La « valeur ajoutée » de la psychanalyse, en ce moment, sous nos yeux, est en train de fondre : ce sentiment de participer à on ne sait quelle expérience élitiste, classante, et qui a longtemps garanti une sorte de promotion sociale dont les psychologues et autres travailleurs sociaux aux prises avec le quotidien des enfants qui vont très mal, ou des psychotiques chroniques sans solution, n’ont pas autrement l’espoir.

Au lieu donc de se tenir chaud dans une dénonciation de groupe qui fait taire des désaccords par ailleurs documentés, le milieu psychanalytique français, ou peut-être ses porte-voix les plus inquiets, pourrait sans doute travailler autrement. Car que fait-on, quand on n’a plus un Lacan pour étouffer dans l’œuf l’envie d’avoir l’air intelligent en s’attaquant à Freud ? On en remet une couche dans le commentaire ? On annone encore une fois les textes sacrés et ses gloses officielles ? On traque les déviants de la théorie, on les ridiculise ? On continue à publier en série des « vignettes cliniques » censée démontrer la dernière lubie de leur auteur, comme si ce qu’il y a de si juste chez les anti-freudiens n’avait pas discrédité à jamais le procédé ? On se réfugie dans des postures hautaines, à critiquer une époque ingrate, parce qu’elle est devenue insensible aux intimidations moralisantes des derniers élèves de Lacan ?

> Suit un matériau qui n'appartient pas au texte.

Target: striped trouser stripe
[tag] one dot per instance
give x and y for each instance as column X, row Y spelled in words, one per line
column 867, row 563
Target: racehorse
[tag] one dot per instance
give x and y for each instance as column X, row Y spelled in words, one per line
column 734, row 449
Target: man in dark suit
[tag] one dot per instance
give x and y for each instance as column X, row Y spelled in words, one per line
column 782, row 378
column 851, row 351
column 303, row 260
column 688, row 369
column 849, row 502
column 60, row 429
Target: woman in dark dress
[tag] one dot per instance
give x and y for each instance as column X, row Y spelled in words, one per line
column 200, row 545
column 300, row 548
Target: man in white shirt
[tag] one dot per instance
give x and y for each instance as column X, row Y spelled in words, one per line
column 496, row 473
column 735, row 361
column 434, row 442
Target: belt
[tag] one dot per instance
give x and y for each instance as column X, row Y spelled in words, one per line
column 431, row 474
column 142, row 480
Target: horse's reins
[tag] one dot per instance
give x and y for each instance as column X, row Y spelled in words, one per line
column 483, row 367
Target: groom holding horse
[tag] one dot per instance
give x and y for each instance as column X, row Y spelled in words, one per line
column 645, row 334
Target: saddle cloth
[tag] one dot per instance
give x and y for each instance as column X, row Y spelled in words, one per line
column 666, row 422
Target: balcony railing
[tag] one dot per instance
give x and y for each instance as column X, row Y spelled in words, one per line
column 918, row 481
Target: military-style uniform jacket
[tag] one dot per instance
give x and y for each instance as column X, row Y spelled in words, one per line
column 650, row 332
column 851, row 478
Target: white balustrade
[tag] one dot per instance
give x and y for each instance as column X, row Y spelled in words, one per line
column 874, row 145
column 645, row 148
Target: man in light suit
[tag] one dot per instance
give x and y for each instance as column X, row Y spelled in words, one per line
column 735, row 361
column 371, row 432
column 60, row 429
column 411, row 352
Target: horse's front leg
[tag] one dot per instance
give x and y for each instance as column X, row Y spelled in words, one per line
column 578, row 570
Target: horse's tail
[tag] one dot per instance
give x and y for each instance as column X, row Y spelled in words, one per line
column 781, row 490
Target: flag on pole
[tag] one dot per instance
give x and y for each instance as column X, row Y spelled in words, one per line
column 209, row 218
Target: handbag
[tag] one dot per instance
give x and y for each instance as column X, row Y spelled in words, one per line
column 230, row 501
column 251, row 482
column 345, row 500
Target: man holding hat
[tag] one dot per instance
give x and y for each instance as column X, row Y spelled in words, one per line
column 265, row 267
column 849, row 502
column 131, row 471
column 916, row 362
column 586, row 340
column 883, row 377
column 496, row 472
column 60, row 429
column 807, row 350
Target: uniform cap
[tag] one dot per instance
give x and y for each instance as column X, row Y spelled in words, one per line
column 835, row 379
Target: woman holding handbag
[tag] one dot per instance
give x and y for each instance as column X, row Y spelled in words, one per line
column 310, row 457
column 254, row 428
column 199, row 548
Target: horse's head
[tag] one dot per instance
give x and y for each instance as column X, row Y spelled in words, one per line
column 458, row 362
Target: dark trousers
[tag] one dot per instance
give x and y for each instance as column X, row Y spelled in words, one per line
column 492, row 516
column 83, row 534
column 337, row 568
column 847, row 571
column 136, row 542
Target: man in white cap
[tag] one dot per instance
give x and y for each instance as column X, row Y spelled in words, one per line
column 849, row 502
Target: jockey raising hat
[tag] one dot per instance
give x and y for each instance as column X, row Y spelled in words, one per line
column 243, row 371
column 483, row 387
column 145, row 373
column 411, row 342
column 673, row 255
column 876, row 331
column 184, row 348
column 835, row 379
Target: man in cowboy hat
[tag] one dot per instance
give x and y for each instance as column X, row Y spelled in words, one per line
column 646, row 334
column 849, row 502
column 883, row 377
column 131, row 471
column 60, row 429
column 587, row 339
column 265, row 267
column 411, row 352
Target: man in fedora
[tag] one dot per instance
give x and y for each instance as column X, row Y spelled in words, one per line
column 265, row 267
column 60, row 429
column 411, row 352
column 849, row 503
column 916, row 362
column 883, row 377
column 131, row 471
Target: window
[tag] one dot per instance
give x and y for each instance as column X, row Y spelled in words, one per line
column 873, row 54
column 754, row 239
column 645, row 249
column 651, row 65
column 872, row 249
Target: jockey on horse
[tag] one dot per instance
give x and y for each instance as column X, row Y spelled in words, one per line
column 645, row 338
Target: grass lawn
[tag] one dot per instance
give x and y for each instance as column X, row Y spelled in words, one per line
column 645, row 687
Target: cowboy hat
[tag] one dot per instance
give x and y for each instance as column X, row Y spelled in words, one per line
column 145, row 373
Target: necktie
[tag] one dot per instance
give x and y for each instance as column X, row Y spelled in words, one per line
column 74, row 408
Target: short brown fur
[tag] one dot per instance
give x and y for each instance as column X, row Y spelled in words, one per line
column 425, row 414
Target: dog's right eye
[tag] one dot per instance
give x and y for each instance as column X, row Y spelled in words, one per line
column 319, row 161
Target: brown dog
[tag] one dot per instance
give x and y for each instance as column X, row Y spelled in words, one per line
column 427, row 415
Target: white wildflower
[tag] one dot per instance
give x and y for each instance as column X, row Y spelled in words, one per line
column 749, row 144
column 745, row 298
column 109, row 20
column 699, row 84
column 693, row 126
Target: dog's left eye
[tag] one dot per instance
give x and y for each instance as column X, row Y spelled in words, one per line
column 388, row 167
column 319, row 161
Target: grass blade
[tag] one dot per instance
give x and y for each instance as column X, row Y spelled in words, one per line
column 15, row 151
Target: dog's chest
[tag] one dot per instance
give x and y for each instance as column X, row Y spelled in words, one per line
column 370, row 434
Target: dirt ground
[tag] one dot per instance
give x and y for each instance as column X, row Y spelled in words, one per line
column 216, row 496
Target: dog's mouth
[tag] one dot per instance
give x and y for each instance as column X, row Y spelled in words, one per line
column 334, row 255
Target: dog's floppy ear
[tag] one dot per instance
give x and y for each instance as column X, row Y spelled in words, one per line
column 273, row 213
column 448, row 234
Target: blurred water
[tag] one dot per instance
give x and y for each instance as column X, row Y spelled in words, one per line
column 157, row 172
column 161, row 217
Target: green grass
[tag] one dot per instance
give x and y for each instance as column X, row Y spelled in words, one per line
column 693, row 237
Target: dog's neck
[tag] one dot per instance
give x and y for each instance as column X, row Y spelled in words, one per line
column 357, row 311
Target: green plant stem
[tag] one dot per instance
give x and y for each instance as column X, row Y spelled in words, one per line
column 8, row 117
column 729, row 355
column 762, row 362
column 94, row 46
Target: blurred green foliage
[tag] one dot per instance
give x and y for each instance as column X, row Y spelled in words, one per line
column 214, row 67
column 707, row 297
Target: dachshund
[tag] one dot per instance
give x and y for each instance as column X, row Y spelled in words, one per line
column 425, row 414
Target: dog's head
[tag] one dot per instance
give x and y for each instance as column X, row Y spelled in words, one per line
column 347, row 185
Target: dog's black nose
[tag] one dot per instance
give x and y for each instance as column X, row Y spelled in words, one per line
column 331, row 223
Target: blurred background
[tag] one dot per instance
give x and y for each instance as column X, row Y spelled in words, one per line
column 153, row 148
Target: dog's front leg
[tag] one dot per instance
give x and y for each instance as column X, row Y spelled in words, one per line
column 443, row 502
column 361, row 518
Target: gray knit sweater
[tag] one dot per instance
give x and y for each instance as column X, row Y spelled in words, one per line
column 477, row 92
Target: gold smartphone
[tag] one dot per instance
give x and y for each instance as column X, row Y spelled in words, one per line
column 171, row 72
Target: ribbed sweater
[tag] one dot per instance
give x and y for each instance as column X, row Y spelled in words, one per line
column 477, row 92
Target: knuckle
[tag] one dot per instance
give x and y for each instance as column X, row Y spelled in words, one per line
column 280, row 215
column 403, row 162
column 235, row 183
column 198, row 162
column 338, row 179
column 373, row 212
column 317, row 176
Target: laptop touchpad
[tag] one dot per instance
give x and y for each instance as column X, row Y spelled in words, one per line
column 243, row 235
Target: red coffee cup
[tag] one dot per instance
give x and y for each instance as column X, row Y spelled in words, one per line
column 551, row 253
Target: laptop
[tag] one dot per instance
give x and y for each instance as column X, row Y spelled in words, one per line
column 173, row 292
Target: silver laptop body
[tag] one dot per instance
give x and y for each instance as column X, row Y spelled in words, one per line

Ou bien prend-on acte du fait que désormais, pas un projet de sciences sociales ou de santé publique ne fait la moindre place à un regard psychanalytique, alors que la plus misérable théorisation parée de l’adjectif « cognitif » y est intégrée avec des gloussements d’extase ? En voilà une cause : les jeunes qui pensent votent avec leurs pieds, parce qu’on ne leur donne plus chez Freud assez qui fasse penser. Or les raisons de ce désamour ne sont pas objectives. La psychanalyse n’a nullement été réfutée. Mais ses pires ennemis sont ceux qui, comme je l’ai entendu avec effroi, expliquent d’un ton patelin que l’oedipe, ce n’est plus tout à fait ce à quoi on s’intéresse dans les cures, et qu’on ne dirait pas les choses comme ça aujourd’hui. Ah bon ? Et personne parmi les ennemis de Michel Onfray, embarqués dans une surenchère rhétorique dont nul ne voit le bout, ne trouve bon de faire ici une pause, et de se demander où l’on en est pour défendre la psychanalyse comme ça ? Il est louable de dire que les patients se moquent de la théorie du psychisme que défend leur thérapeute. J’applaudis des deux mains, et je veux bien joindre ma voix au concert, si c’est là la chanson. Mais si c’est pour céder sur l’oedipe, parce que ce n’est plus présentable, et qu’on a paraît-il fait des progrès de ce côté-là, il n’en est plus question.

Le crépuscule d’une idole n’est certainement pas le grand livre d’un grand intellectuel. Mais il serait dangereux de continuer à en parler comme on en parle. Non parce qu’on fait de la publicité à son auteur. Il a visiblement celle qu’il mérite. Mais parce qu’on protège ce faisant des insuffisances et des médiocrités qui font à la psychanalyse infiniment plus de mal que les propos de Michel Onfray.

[1] Pierre Bourdieu, Esquisse pour une auto-analyse, Raisons d’agir, Paris, 2004.

[2] Sur les origines de cette légende, voir sur NonFiction mon compte rendu du livre de George Makari : Revolution in Mind.

[3] Voir le livre de Bruce Wampold, The Great Psychotherapy Debate : Models, Methods, and Findings, Routledge, 2001, pour mesure où nous en sommes de la réflexion sur ces questions.